The latest survey will be of some relief to policymakers counting on investment in areas such as digital transformation and green technology to sustain private demand-led recovery in the world’s third-largest economy.
Policymakers worry the recent declaration of a state of emergency in Tokyo and 10 other prefectures could dampen business and consumer sentiment as they struggle to balance the need to revive the economy and contain the virus.
“We cannot loosen our grip on capital expenditure in areas such as IT (information technology) to back telecommuting, although we must avoid any unbridled investment,” a wholesale manager wrote in the Dec. 24-Jan. 13 survey.
“The cost of investment in reviewing supply chains will rise given the U.S.-China trade frictions will prolong,” wrote a manager at an industrial rubber maker.

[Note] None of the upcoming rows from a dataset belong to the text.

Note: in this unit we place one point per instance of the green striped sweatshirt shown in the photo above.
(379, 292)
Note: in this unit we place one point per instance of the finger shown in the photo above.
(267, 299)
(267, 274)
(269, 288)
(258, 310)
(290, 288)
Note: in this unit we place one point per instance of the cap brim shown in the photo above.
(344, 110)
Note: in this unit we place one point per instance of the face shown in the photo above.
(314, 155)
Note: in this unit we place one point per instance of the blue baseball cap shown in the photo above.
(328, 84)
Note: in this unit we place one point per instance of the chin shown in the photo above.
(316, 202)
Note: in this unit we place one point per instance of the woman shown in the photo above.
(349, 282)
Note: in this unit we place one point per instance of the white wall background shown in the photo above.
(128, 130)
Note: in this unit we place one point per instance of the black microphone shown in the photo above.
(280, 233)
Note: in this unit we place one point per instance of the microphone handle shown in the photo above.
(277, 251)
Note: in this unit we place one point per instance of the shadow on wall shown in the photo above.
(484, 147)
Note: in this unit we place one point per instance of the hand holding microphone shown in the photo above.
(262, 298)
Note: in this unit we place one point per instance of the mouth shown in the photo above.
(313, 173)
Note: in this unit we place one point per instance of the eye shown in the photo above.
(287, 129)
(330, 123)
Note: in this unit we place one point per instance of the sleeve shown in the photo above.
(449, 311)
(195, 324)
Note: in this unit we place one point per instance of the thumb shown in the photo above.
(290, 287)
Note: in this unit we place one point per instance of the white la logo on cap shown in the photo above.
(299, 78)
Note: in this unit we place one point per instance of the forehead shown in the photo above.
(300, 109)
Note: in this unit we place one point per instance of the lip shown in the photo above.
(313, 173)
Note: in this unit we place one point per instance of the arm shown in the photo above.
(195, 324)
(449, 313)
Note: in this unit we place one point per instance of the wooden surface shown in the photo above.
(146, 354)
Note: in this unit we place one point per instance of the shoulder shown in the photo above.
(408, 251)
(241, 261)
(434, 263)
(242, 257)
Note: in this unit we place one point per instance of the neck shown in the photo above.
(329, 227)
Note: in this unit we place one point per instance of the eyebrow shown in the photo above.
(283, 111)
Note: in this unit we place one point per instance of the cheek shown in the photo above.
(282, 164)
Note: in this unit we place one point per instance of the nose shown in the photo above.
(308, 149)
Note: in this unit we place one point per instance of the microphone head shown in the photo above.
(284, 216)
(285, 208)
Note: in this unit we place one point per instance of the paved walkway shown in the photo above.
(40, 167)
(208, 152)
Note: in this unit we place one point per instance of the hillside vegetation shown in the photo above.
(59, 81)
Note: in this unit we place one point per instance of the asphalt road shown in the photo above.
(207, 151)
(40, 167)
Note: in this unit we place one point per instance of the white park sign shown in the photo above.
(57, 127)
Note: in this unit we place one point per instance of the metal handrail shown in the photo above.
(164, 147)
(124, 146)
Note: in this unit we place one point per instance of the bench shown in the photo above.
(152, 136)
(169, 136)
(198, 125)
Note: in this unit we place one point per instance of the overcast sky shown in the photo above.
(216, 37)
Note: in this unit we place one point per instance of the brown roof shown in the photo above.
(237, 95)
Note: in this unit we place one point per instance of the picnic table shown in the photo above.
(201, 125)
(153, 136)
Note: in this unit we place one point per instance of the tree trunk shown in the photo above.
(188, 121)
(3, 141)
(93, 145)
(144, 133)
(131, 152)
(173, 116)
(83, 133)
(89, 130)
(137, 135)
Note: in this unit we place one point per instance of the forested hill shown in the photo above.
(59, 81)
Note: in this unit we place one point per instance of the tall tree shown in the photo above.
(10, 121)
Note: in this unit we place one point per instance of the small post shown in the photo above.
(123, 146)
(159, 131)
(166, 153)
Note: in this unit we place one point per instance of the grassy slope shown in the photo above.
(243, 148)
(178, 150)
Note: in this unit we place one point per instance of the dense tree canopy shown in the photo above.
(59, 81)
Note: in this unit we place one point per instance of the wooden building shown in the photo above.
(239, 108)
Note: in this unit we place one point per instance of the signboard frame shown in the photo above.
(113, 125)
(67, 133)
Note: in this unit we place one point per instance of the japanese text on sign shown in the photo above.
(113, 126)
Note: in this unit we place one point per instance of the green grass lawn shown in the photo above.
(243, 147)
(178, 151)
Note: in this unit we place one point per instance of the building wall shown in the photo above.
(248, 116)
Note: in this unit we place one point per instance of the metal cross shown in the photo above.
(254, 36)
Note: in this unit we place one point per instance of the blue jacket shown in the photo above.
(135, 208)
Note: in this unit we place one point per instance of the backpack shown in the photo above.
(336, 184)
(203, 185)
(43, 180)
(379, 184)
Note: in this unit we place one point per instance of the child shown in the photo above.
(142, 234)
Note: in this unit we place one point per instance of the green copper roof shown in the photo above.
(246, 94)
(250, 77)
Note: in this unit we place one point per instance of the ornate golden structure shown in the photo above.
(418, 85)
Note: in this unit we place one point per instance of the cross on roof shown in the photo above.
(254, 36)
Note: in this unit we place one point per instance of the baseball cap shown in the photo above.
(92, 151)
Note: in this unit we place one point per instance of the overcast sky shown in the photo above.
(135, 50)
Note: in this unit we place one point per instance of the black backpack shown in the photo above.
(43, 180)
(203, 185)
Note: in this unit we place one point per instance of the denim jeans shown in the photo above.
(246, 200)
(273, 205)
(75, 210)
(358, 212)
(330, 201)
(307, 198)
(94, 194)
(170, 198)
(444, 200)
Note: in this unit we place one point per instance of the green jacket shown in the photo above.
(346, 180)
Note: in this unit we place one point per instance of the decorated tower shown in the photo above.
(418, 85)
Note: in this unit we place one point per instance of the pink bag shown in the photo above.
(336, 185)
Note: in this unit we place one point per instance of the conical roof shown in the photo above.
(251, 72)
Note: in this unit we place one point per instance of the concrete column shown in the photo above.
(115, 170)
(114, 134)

The Bank of Japan’s closely watched “tankan” business survey showed last month big firms would cut capital expenditure this fiscal year due in part to slumping profits as a resurgent virus raises worries about a patchy economic recovery.
Companies expected recurring profits to fall 35.3% this fiscal year as sales were seen slumping 8.6%, the tankan showed.
Adding to the gloom, only one-third of Japanese firms saw profits recovering fully in the next business year to levels seen in fiscal 2019 just before the coronavirus pandemic tipped the economy into a deep slump, the Corporate Survey found.
The survey, conducted for Reuters by Nikkei Research, canvassed 482 large and midsize non-financial Japanese firms, of which about a half responded on condition of anonymity.
The most common focus for business expenditure in the coming fiscal year will be repairing/refurbishing, followed by digitalisation and capacity enhancement/business expansion, respondents said.
“Business investment was rebounding strongly at the end of last year. We expect non-residential investment to recover further over the coming months,” Tom Learmouth, Japan economist at Capital Economics, wrote in a research note.
“We already expect business investment to return to pre-virus levels in 2022 – much faster than the seven years it took after the global financial crisis.”